第6話 恋心

 冬知屋さんを家まで送り届けて、帰宅していく彼女の背中を見送った後、僕は夜空の下で一人取り残された。


 夏とはいえ、辺りはもう暗く、道路を通っている車も歩行者もいないため、静寂に包まれていた。


 聞こえるのは、ドクッドクッと脈打つ僕の心音だけだ。感じるのは夜の少し涼し気な風ではなく、全身を駆け巡る血液の熱さ。


 その妙な感覚を落ち着けようと、自宅の方へ足を進めるが、一向に収まる気配がない。


 何この激しい動悸。救心必要なのか?といつもならふざけることもできただろうが、得体の知れない何かが内側からそれを拒んでくる。


「ったく。ずるいだろ。あんなの……」


 ボソッと独り言ちながら何度も反芻されるのは、別れ際、冬知屋さんが見せた、何よりも清らかで無邪気な笑顔。
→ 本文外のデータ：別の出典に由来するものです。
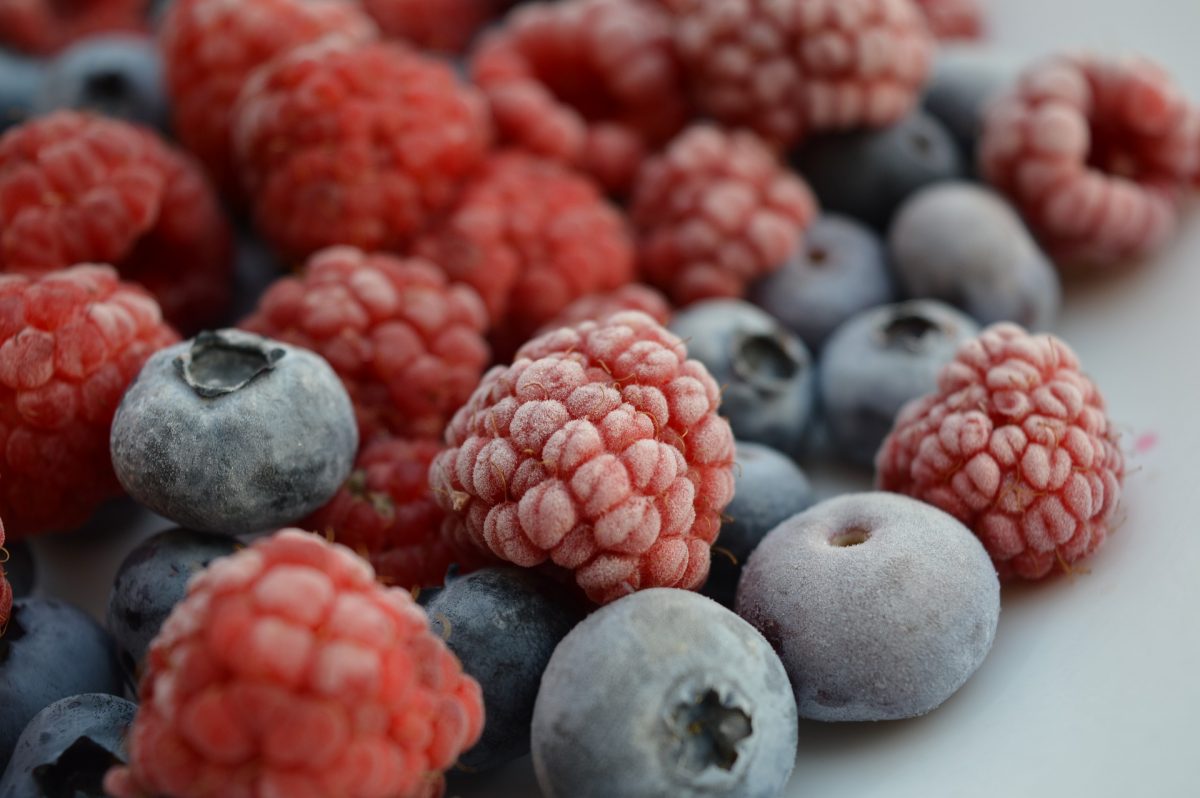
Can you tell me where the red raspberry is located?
[660,0,934,146]
[242,247,490,442]
[430,312,733,604]
[234,40,491,258]
[0,0,145,55]
[472,0,689,191]
[980,55,1200,264]
[415,152,634,359]
[631,125,816,305]
[160,0,378,196]
[104,529,484,798]
[875,323,1124,580]
[0,112,233,331]
[0,265,176,539]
 こっちがどれだけの覚悟して、映画に誘ったと思ってるんだ。そんなに喜んでくれるとは思わなかったよ……


 今まで、って言ってもまだ話し始めて一日も経ってないが、冬知屋さんの告白っぽいのを受けたときは正直、半信半疑で、わからないことも多かったから、その先にある気持ちに靄がかかったみたいだった。


 でも、あんな眩しい太陽のような笑顔を見せられたら、嫌でも、靄なんか一瞬で晴れてしまうだろ。


「あんな笑顔向けられたら嫌でも、意識するっての……」


 ポツリと言ったその言葉は誰に聞かれるでもなく、澄んだ夜空に吸い込まれていった。